I should have known better.

“Next time listen to your dogs Robin, they’re just doing their job… protecting you!”

I learned a valuable lesson and it was to listen to my dogs.
They knew first.
Imagine that, me thinking I’m being a disruption to the neighbourhood because my dogs are barking at folks who come near my yard.
The days following the incident weren’t easy. My entire sense of self has been disrupted.
I went through my normal routine: grabbing my Greek yogurt and berries for breakfast. The day after it happened. I sat at the table staring at my blueberries and instead of washing them like I normally do, I just dumped them into my yogurt bowl and started eating.
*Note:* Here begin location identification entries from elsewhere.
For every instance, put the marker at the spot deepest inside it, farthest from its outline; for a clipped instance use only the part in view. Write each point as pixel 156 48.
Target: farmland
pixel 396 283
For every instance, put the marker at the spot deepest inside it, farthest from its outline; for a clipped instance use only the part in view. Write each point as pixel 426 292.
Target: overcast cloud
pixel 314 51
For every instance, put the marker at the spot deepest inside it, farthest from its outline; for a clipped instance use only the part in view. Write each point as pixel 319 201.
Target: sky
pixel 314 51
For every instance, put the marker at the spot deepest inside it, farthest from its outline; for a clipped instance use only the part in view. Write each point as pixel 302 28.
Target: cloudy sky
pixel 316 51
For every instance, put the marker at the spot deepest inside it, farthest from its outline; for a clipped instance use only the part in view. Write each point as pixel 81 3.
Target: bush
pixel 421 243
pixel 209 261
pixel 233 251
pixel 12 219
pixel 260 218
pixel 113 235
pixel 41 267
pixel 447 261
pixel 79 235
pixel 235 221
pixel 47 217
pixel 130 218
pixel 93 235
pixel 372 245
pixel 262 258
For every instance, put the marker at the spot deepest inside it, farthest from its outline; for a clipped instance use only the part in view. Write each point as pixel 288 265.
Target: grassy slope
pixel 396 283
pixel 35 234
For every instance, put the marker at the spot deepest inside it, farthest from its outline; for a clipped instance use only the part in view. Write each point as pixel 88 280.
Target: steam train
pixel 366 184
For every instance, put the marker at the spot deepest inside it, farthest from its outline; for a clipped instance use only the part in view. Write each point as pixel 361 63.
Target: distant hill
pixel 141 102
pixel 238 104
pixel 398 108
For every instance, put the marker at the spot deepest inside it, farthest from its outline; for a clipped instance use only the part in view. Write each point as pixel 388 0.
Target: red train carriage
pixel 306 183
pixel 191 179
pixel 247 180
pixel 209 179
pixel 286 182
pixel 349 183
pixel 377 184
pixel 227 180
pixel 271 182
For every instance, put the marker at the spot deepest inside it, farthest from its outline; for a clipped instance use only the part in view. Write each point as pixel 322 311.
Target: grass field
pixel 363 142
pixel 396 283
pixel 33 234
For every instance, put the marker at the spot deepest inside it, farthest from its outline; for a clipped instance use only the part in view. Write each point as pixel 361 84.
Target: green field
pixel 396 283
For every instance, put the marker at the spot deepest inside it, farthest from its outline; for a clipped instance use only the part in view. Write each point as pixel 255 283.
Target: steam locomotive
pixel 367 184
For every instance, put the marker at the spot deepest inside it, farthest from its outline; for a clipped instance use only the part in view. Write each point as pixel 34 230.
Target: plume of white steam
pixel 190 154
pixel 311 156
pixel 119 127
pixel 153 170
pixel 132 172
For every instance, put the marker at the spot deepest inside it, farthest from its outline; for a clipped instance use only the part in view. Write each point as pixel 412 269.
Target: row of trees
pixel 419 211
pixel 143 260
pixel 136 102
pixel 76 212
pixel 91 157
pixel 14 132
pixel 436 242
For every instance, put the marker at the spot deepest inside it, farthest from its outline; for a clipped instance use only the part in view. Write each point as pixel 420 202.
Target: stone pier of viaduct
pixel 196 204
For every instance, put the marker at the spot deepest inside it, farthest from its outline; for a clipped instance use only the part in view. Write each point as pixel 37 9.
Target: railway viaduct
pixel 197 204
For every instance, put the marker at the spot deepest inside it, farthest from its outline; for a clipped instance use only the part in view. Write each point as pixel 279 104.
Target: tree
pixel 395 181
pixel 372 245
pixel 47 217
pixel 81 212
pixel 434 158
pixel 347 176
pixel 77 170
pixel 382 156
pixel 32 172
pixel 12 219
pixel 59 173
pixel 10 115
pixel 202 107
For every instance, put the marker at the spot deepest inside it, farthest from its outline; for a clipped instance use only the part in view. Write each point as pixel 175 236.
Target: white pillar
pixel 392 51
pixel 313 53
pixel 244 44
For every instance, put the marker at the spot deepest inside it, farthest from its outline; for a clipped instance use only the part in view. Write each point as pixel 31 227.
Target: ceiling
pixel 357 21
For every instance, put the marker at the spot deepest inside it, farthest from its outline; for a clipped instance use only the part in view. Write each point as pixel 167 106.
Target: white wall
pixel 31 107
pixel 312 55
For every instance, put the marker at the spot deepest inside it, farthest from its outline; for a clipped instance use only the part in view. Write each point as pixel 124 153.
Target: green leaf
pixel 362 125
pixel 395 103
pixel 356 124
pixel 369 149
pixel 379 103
Possibly fighting for my life really puts things into perspective. Consuming unwashed berries no longer seems so important.

I began thinking about what I was doing before everything happened.

Where was I?. Who was I with? What was I doing? What were the last photos and videos anyone had taken of me?

Funny enough, the weekend prior I was wearing a T-shirt with some ridiculous meme and just enjoying life. I found myself wondering: what if those had been the last pictures anyone had of me?

Robin Cote wearing a T-shirt with a funny meme. It had been her latest photograph taken a short time before the incident with the stranger. (photo taken by @mor.mugz and supplied by Robin Cote)

Somewhere between the Facebook messages and phone calls, the humour started showing up.
I found myself joking, “Well, at least you all know who’s holding the axe during the zombie apocalypse.”

When things get serious, Indigenous humour and trauma responses clock in immediately.

My brother sent me a message saying, “My sister is the toughest man I know.”

Being a First Nations woman and a military veteran, I suppose that statement holds some weight.

People often celebrate strength without talking about what it costs to carry it.

Somewhere along the way, many Indigenous women learn to become protectors, not because we necessarily want to, but because life teaches us early on that we have to be.

We defend our safety. We defend our children. We defend our honour. We defend our ceremonies. We defend our work ethic. We defend our voices, our experiences, and sometimes even our right to take up space.

We become strong because strength becomes necessary. But it can be exhausting.
Standing on that sidewalk that morning, I remember thinking , “I’m going to have to fight for my life.”
What shook me most was realizing how quickly I accepted it.
In that split second, I understood something very clearly: nobody, in that moment, was coming to save me.
I wonder how many women, especially Indigenous women, understand that feeling long before they should have to.
The situation had me reflecting on my life, and who gets to feel safe? I realized how quickly safety can disappear, and how many women already live preparing for that possibility.
I might make light of the situation or joke about it now but it’s just a trauma response.

I kept asking myself, why me? Why this?

The only answer I could come up with was maybe because I have a voice.
Maybe because conversations around community safety need to happen.
Maybe because Indigenous women deserve more than survival; we deserve to feel safe too.
May is recognized as Missing and Murdered Indigenous Women, Girls and Two-Spirit Awareness Month and June is Indigenous History Month.
Robin Cote is a freelance writer and a EFN Media columnist.